The lack of dedicated security teams might be a problem, particularly in the event of a high-security vulnerability in the software ecosystem Mastodon relies on. The platform is built on Ruby on Rails, Postgres, and Redis. On the one hand, the combination of these three open source apps is tried and true, with use by notable platforms including GitHub, GitLab, Shopify, and Discourse.
But things could go badly if one of those apps is hit by something with the severity of something like HeartBleed, the 2014 bug in the open source OpenSSL app that caused the disclosure of all kinds of sensitive data from banking websites and other high-value targets.
What’s more, Mastodon software has no auto-update or even update-availability feature.
“You have to check the GitHub releases, personally,” Lendvay said. “I try to do that weekly. But for many, I would imagine they would hear through the grapevine.

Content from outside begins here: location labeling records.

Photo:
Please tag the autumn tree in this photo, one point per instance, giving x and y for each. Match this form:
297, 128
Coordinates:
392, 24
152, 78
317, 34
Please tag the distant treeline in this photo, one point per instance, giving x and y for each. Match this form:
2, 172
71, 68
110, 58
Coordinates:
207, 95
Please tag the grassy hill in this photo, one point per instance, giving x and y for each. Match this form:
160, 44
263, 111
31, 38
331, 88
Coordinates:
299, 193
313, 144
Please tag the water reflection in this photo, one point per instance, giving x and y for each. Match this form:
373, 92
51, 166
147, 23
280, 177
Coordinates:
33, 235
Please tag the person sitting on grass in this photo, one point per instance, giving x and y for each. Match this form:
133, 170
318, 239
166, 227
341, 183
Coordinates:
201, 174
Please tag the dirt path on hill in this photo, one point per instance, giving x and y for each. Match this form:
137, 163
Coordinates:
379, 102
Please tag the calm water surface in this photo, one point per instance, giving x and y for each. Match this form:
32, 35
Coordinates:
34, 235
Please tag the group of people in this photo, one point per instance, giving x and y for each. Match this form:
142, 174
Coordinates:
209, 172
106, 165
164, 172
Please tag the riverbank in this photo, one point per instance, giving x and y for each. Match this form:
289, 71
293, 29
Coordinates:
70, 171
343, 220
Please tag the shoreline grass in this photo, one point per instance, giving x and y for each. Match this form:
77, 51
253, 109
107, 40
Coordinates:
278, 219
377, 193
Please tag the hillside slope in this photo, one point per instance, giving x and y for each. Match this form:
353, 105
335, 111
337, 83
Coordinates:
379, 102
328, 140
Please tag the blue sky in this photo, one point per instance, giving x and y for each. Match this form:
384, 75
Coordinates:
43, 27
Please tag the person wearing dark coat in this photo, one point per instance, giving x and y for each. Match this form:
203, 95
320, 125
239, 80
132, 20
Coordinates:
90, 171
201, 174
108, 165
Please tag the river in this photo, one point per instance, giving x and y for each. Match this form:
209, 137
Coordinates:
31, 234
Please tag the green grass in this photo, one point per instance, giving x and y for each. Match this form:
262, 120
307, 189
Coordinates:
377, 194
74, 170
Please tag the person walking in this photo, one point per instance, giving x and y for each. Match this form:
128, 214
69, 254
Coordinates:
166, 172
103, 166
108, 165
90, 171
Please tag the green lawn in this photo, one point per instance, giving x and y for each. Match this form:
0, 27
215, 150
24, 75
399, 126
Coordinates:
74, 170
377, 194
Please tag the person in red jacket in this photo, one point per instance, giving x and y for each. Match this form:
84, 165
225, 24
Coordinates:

I’ve seen disparate versions running, so who knows what the consistency will be.”
Mastodon—or at least instances hosting widely known or influential users—is also likely to be much more susceptible to distributed denial-of-service attacks (DDos), which knock sites offline by bombing servers with more traffic or commands than they can handle. Centralized platforms with deep pockets consider DDoS mitigation servers as a basic cost. Volunteer-run instances aren’t likely to have the same resources. If Mastodon’s user base continues its current growth spurt, this susceptibility will likely be used to silence critics of all stripes.
Besides stealing data, hackers might also be tempted to hack the accounts of influential people or take control of administrative functions. In either case, the hacker could go on to impersonate influential users.
“I would bet money there are vulns in the ActivityPub protocol that will allow someone to broadcast a false toot attributable to a famous handle,” one user said. “Or there will be some other protocol issue found.”
Lastly, Mastodon is likely more susceptible to harassment and misinformation campaigns, assuming they run at scale.
“On personal security, there aren’t a lot of protections against harassment,” said Jon Pincus of the Nexus of Privacy. “Many instances aren’t well-moderated (including mastodon.social, which [Mastodon creator] Eugen [Rochko] runs). Even well-moderated instances can be overwhelmed by determined attacks.”